Yu et al. used ten pairs of primers to amplify the complete mt genome of C. hongkongensis (p. 11). We carefully studied the positions of each primer and located them in our mt genome sequences of C. hongkongensis (Figure 1). It occurred to us that Yu et al. might have failed to amplify the gene block of K1-C-Q1-rrnL5'-N-rrnS2 because some of their primers were placed in a duplicated region. As shown in Figure 1, primer pair 1* is located in gene cob and rrnS1 (or rrnS2), primer pair 2* is completely located within the duplicated gene rrnS (rrnS1 or/and rrnS2), and primer pair 3* is located in rrnS2 (or rrnS1) and atp6 (primer pairs 1*, 2* and 3* correspond to the third, the fourth and the fifth primer pairs in Yu et al.' paper, Table 4). Because these three primer pairs are either completely or partially (one of the two primers) located in the duplicated gene rrnS1 and rrnS2, they should theoretically amplify two fragments of different length, but in reality the smaller fragment may be preferentially amplified and sequenced. The length of shortest PCR products expected from the three primer pairs was 2,470 bp, 824 bp and 1,016 bp, respectively (Table 4). Primer pair 2* was completely located in the duplicated gene rrnS (rrnS1 or rrnS2); thus they may directly concatenate the sequence between the duplicated gene and artificially lose the gene block of K1-C-Q1-rrnL5'-N-rrnS2 (Figure 1). The block, 2,147 bp, may be too large to be amplified under competition with a smaller fragment.
Table 4.
Order | Primer name | Sequence (5'-3') | Length | position | Product size (bp) |
1* | HK-4343F | TTAGAGTTCCGTTTCACCCG | 20 | 4343 | 2470, 4617 |
HK-6812R | CTTTCGCTTCAATTTAGTTAGT | 22 | 6812, 8959 | ||
2* | HK-6569F | GGTTCTGGTATAATGTTAGCT | 21 | 6569, 8716 | 824, 2971 |
HK-7392R | ATTACTCTCTTTTTACTCCC | 20 | 7392, 9539 | ||
3* | HK-9412F | CTAGGTCAGGTCGAAGTGCT | 20 | 7265, 9412 | 1016, 3163 |
HK-10427R | AGAGCACAGGTGTTGGGTGA | 20 | 10427 | ||
4 | HK-5807F | GTCTCATAATCCGAAAGTGGTT | 22 | 5807 | 2658 |
HK-8464R | CTTATACTTGGGCTACTTTCTT | 22 | 8464 | ||
5 | HK-8138F | GGTGCTCACTAAATCAGTATGT | 22 | 8138 | 1905 |
HK-10043R | ATGAAGATAGTGACGGAAACCC | 22 | 10043 |
*Primer pairs from Yu et al. (2008). Because one or both of the primers are located in the duplicated rrnS gene, two fragments are expected but only the shorter one is actually amplified.
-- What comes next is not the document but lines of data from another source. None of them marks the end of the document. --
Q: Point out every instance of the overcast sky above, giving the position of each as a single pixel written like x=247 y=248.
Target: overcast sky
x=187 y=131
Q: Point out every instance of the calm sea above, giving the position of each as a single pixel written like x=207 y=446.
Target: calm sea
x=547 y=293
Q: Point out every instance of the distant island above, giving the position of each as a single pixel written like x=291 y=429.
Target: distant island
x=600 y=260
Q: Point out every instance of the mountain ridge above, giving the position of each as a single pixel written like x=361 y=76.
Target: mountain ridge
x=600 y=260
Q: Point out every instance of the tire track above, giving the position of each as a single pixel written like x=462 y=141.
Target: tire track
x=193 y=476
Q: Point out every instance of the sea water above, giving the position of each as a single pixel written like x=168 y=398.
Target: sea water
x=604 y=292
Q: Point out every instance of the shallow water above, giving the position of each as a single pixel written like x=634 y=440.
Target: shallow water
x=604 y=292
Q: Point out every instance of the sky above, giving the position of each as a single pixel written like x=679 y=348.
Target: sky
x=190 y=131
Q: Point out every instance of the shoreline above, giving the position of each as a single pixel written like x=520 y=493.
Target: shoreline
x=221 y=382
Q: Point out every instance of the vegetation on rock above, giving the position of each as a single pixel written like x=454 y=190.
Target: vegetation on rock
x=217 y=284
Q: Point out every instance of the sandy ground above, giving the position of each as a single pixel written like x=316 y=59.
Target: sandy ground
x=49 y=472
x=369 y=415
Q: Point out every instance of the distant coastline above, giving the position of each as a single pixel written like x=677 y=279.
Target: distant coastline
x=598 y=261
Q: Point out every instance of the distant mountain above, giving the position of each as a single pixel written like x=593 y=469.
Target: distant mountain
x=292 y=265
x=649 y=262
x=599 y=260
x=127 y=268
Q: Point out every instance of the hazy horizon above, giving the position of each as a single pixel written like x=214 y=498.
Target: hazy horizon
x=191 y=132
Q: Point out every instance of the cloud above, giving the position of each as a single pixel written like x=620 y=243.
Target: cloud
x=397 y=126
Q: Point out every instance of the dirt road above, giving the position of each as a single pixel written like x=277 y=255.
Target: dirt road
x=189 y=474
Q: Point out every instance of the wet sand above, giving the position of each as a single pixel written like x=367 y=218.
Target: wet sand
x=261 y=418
To test our hypothesis that the gene block between duplicated rrnS failed to amplify in Yu et al.'s study, we synthesized the three primer pairs used by Yu et al. (after removing mismatches based on our C. hongkongensis sequences to improve specificity). As expected, the three shorter products mentioned in Yu et al.' paper were successfully obtained (Table 4, Figure 2). We increased the elongation time for PCR trying to obtain the longer fragments, but failed probably because of distance between the duplicated genes (2,147 bp) is too long. We designed two new pairs of primers targeting the block between the duplicated rrnS genes, with one primer of each pair located in the rrnL gene that was supposed to be absent according to Yu et al. (Table 4, Fig, 1). The two new primer pairs designed by us successfully amplified and produced fragments of expected sizes, 2,658 and 1,905 bp (Table 4, Figure 2), proving that the gene block between the duplicated rrnS genes are actually there. To further confirm that the two products both contain the duplicated rrnS, each product was used as PCR template for amplification with the primers 2* that amplifies rrnS only; both PCR produced a fragment of the expected size (824 bp), the same as using genomic DNA as template (Figure 2). We also sequenced some of the fragments, and the sequences are the same as expected from the mt sequences we obtained. These results clearly demonstrate that the duplicated rrnS and the split rrnL exist in the mt genome of C. hongkongensis. There is no loss of the duplicated genes and the gene block between them. "Tandem duplication-random loss" is not a real feature of oyster mt genomes and has not occurred during the evolution of C. hongkongensis. The possibility of Yu et al. sequenced a rare mutant of C. hongkongensis is extremely low considering: 1) we sequenced three individuals from three diverse populations; 2) Yu and colleagues screened more than one individual; and 3) we duplicated their results with our samples. This is a clear case of PCR artifacts involving duplicated genes.
Conclusion
In conclusion, the complete mt genome of C. hongkongensis is 18,622 bp in length, and its gene order and arrangement are identical to that of C. gigas. The loss of a gene segment reported by Yu et al. (2008) was an artifact due to placing PCR primers in a duplicated gene, and the phenomenon of "tandem duplication-random loss" does not exist in the mt genome of C. hongkongensis. Our study highlights the need for caution when amplifying and sequencing through regions with tandem duplication. When tandem duplication is expected, it is important to design long PCR fragments and not place primers in duplicated regions. Cross-verification with different sets of primers should be considered.
Authors' contributions
JR did PCR, sequencing and initial analysis; XG and XL provided the samples; BL, XG, LX and GZ conceived the study; JR, BL and XG did most of the writing. All authors read and approved the final manuscript.
Acknowledgments
Acknowledgements
We acknowledge that Drs. Patrick Gaffney and Coren Milbury independently identified the potential problem in the published mt genome sequence and communicated with us during manuscript preparation. This work is supported by the MFG Fund of Chinese Academy of Sciences. Sample collection is supported by grants from US NOAA CBO (NA04NMF4570424) and NSFC (08201101B, 39825121 and 40406032).
Contributor Information
Jianfeng Ren, Email: rjf98yy@yahoo.com.cn.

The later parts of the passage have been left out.